Waktu di Kampus, saya senyatanya kurang akrab dengan Supriyono, maklum, dia itu kumpulannya wong pinter dan aneka kitab PLS yang menjadi pacarnya saat menghabiskan waktu luang di Kampus. Lha saya Cuma golongan mahasiswa penganut sunni (suka nongkrong dan sok nyeniman) yang selalu berpegang pada dalil “gunakan kampus sebagai medan perjuangan mencari jodoh, bukan mencari nilai bagus untuk lulus”. Dalam pemilihan kegiatan Kampus pun berbeda. Supriyono memilih jalur Pramuka dan Menwa, sedang saya cukup ngglibet di Sanggar minat sebagai penikmat Grup Musik IQ Jongkok dan aktif di mapala Jonggring Salaka. Dua jenis kegiatan yang sering berhadap-hadapan, bahkan pernah hampir ‘kontak fisik’ gara-gara masalah remeh temeh yang memanjakan sikap ego sektoral, bagai kucing dan tikus dalam film Tom and Jerry ataupun permusuhan abadi antara pendekar aliran hitam dan jawara aliran putih dalam cerita dunia persilatan.
Begitu juga dalam dunia ‘per-ngamrin-an’ Supriyono tidak pernah terdengar terlibat dalam ‘skandal cinta’ anak kampus, mungkin di Kamus hidupnya yang diwarnai kultur santri berlaku aturan bahwa perbuatan gonta ganti amrin itu masalah pribadi yang tidak perlu diceritakan kepada teman seangkatan sebagai sebuah kebanggaan dari mahasiswa yang darahnya masih muda dalam rangka mencari jati diri. Sampai menjelang semester akhir pun Supriyono tidak menampakkan perubahan yang berarti, tetap sederhana dan utun sebagai anak desa yang agak gugup bersentuhan dengan ‘budaya urban’ dimana kampusnya berada.

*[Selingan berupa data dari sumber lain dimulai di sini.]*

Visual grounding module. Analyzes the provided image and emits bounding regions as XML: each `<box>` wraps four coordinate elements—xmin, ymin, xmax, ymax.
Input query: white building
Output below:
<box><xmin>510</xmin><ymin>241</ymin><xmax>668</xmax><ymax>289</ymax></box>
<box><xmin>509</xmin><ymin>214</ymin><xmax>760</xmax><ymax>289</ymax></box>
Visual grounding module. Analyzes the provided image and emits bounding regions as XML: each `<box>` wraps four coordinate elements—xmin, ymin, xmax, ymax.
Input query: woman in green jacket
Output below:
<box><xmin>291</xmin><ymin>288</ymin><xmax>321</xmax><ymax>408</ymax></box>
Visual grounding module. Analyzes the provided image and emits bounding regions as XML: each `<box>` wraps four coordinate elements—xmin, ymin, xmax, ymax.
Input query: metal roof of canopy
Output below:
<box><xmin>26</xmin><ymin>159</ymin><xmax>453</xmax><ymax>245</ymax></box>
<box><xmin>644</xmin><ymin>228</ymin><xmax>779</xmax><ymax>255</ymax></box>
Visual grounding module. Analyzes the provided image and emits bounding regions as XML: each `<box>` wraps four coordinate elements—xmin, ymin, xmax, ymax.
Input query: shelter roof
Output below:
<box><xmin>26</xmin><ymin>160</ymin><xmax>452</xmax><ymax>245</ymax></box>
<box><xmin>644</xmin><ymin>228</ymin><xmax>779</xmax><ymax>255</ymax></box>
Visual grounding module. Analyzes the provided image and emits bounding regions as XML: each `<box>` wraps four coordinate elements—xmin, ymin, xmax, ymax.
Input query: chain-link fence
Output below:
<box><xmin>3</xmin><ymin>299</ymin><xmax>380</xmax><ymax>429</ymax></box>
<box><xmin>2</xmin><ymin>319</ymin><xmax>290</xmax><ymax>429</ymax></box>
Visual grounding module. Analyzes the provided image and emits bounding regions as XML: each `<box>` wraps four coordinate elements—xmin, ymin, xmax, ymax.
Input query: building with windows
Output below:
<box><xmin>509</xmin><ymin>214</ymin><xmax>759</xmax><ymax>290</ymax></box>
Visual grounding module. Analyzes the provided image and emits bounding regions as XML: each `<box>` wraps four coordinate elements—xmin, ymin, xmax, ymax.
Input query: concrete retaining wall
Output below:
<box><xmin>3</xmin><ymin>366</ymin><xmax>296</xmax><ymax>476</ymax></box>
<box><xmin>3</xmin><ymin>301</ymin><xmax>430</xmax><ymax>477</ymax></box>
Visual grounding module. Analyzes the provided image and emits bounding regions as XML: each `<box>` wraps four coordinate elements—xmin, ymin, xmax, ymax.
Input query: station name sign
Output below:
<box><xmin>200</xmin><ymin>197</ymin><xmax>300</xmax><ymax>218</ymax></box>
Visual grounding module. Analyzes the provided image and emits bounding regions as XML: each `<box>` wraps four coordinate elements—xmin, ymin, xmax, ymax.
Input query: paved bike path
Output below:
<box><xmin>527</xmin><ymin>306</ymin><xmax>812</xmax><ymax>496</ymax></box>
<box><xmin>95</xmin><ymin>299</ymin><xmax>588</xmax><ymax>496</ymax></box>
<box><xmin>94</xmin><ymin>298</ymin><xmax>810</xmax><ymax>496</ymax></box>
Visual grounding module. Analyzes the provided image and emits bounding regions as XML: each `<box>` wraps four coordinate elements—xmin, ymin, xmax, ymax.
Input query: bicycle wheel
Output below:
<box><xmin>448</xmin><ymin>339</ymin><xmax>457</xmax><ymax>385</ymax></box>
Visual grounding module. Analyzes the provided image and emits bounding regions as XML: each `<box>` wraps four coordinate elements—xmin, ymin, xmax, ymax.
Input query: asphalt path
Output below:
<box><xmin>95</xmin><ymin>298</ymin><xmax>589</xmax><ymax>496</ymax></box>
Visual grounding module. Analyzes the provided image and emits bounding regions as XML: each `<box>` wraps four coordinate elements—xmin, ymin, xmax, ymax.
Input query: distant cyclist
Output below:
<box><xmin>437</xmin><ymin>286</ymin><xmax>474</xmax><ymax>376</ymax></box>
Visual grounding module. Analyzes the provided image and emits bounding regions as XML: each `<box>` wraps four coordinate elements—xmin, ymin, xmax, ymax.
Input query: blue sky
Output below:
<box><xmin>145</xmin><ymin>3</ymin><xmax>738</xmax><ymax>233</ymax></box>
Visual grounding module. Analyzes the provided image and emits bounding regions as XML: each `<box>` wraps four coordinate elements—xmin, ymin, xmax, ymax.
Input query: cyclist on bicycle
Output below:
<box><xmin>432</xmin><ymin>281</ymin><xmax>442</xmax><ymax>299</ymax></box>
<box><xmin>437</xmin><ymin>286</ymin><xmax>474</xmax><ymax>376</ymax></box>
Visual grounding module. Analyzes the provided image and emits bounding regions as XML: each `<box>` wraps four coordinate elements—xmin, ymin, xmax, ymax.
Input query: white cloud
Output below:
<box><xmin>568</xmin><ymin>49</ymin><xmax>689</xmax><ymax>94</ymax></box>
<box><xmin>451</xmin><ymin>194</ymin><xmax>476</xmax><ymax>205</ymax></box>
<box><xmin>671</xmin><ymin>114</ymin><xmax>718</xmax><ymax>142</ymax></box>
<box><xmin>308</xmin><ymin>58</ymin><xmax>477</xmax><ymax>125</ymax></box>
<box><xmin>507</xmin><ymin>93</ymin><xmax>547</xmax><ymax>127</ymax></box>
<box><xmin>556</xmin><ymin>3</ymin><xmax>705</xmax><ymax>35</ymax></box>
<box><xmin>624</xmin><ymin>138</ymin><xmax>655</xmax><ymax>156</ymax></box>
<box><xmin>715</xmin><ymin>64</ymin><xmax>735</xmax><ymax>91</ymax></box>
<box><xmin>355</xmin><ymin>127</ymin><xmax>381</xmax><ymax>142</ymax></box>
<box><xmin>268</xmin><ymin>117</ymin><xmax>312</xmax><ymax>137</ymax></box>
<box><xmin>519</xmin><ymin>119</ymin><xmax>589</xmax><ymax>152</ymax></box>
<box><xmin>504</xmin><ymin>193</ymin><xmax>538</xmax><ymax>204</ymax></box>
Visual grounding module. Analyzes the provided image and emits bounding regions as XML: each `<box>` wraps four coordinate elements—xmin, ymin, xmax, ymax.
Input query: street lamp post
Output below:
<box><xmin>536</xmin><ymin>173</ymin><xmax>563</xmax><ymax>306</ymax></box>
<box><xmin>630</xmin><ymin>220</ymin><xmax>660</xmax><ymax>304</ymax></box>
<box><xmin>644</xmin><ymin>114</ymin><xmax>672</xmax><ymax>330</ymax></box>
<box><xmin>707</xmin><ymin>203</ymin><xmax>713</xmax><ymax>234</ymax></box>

Bioskup misbar ‘Kelud Theatre’ adalah tempat favorit mahasiswa sekelas Supriyono (dan saya, tentunya) untuk menghibur diri meredam penat sambil mencari senggolan sesama anak kampus maupun anak kampung.
Menjelang adzan maghrib, hujan mereda, bau tanah menyegarkan bagi mereka yang mau membaca. Ingatanpun melayang pada saat menjelang yudisium, masa-masa terakhir pendadaran di PLS, FIP, IKIP Malang, hubungan kami pun tetap biasa saja, dan Supri pun -demikian alumnus S3 UPI Bandung ini disapa oleh karipnya, Ninik, Nuri, Junti, Widoretno, Ali, Bambang dan Gatot- juga tidak ada yang aneh dan menonjol dalam kehidupan perkuliahan apalagi percintaan.
Supriyono memang sosok ‘low profile’ tidak pernah merasa pinter dan minteri ketika bertemu, berkumpul dengan teman-teman seangkatannya yang ‘gak pati pinter namun keminter,. “Ya, Supriyono memang Supri yang super.” Kata Kent pada suatu kesempatan.
Sampai suatu saat terdengar Supriyono berhasil menjadi dosen di almamaternya, saya dan kawan-kawan seangkatannya baru menyadari bahwa Supriyono memang pantas mewarisi ‘darah pinter’ dari para dosen yang membimbing kami semua. Begitu juga saat menyelesaikan studi doktornya, tak terbersit sedikit pun kesombongan intelektual diwajahnya yang kala itu berkumis tebal kayak raden gatutkaca. Mungkin, saat itu beliaunya ingin belajar berwibawa seperti almarhum Wak Domo, sang maestro PLS, IKIP Malang. Tapi tidak bisa, karena watak wantune Supriyono kuwi yo dadi wong pinter lan prasojo koyo Bethoro Wisnu yang tahu kapan harus nggaya dan dimana harus ngguyu sebagai ciri orang pintar. Bukti kepintaran dari seorang Supriyono dalam dunia ke-PLS-an adalah banyaknya undangan dari instansi yang memanfaatkan kepakarannya untuk memperkaya aneka warna kebijakan pendidikan. Terbang kesana kemari, rapat disini seminar disana dan menjadi konsultan bermacam-macam kegiatan diayahi tanpa menjual idealisme, adalah rutinitas yang mengiringi kesibukan jabatannya di Kampus sebagai penjaga ideologi PLS.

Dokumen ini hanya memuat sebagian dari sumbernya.